Segway-Ninebot Group’s latest creation is a scooter that can return itself to charging stations without a driver. The scooter connects to the internet and locates the nearest station. Its ability to autonomously drive itself to charge points is a potential benefit for the growing scooter-sharing industry.
Venture-capital investors across the U.S. and Europe have poured hundreds of millions of dollars into the scooter-sharing sector, resulting in fleets of electric-powered scooters now operating throughout their cities. The scooter-sharing fad began two years ago through the launch of the electric Bird scooter in California. Since then, Ninebot has been supplying Bird and others, becoming their largest supplier of scooter. The company sold 1.6 million scooters in 2018, according to Reuters.

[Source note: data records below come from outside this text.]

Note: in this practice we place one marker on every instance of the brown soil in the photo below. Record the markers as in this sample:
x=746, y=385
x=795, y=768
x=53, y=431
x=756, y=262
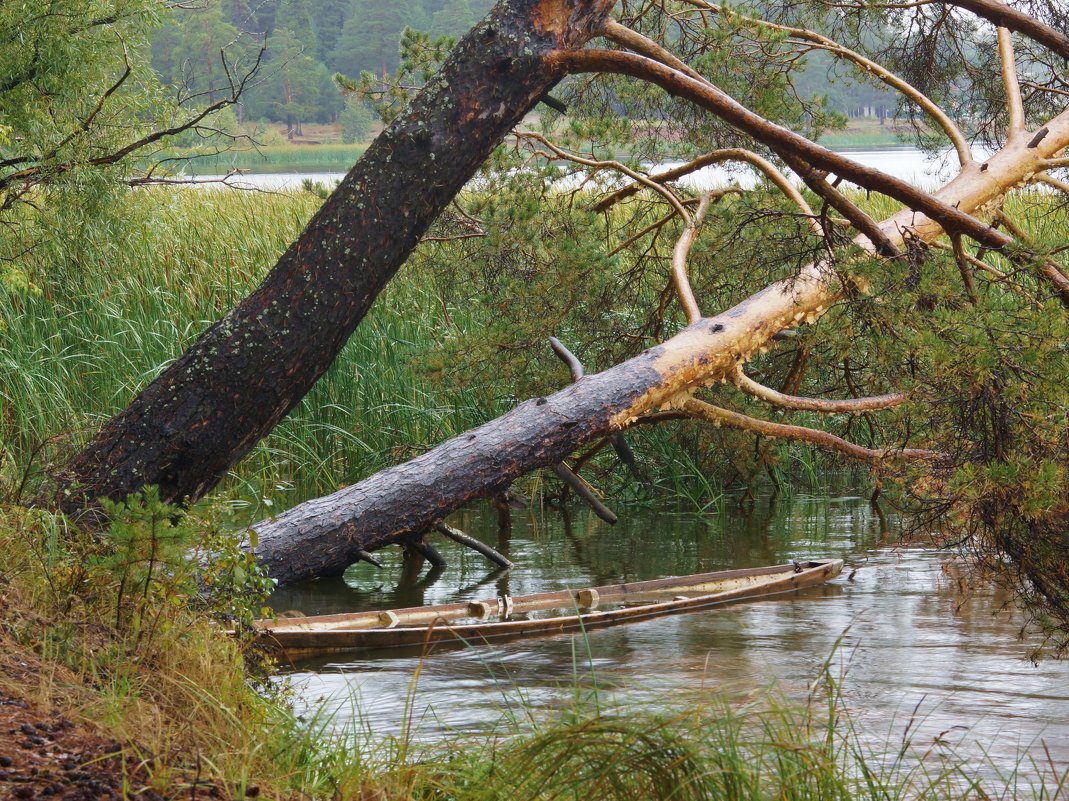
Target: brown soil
x=47, y=756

Gao Lufeng, Ninebot chairman and chief executive said:
I believe scooters will replace bicycles as the prime solution for micro-mobility. It’s human nature to save energy when commuting.

But why make a scooter that can park itself? At the moment, operators of scooter sharing fleets have to collect the machines manually for recharging and maintenance. AI-driven scooters, controlled remotely from the cloud could radically improve the economics of scooter-sharing, Lufeng told Reuters in an interview. “The pain point for scooter operators is to better maintain the scooters at a lower cost,” he said. In other words, fleets of autonomous scooters could remove the cost of collecting, making it more profitable to operate scooters in cities around the world.

Road testing on the new machines will start this year. They will be largely commercialized in the first quarter of 2020. The price for a new KickScooter T60 (as it is called) will be close to 10,000 yuan ($1,420), more than the company’s traditional scooters being sold to scooter companies for $100-$300. Ninebot plans to release its new scooter next year to rental firms, allowing customers to rent the vehicles by the minute through an app.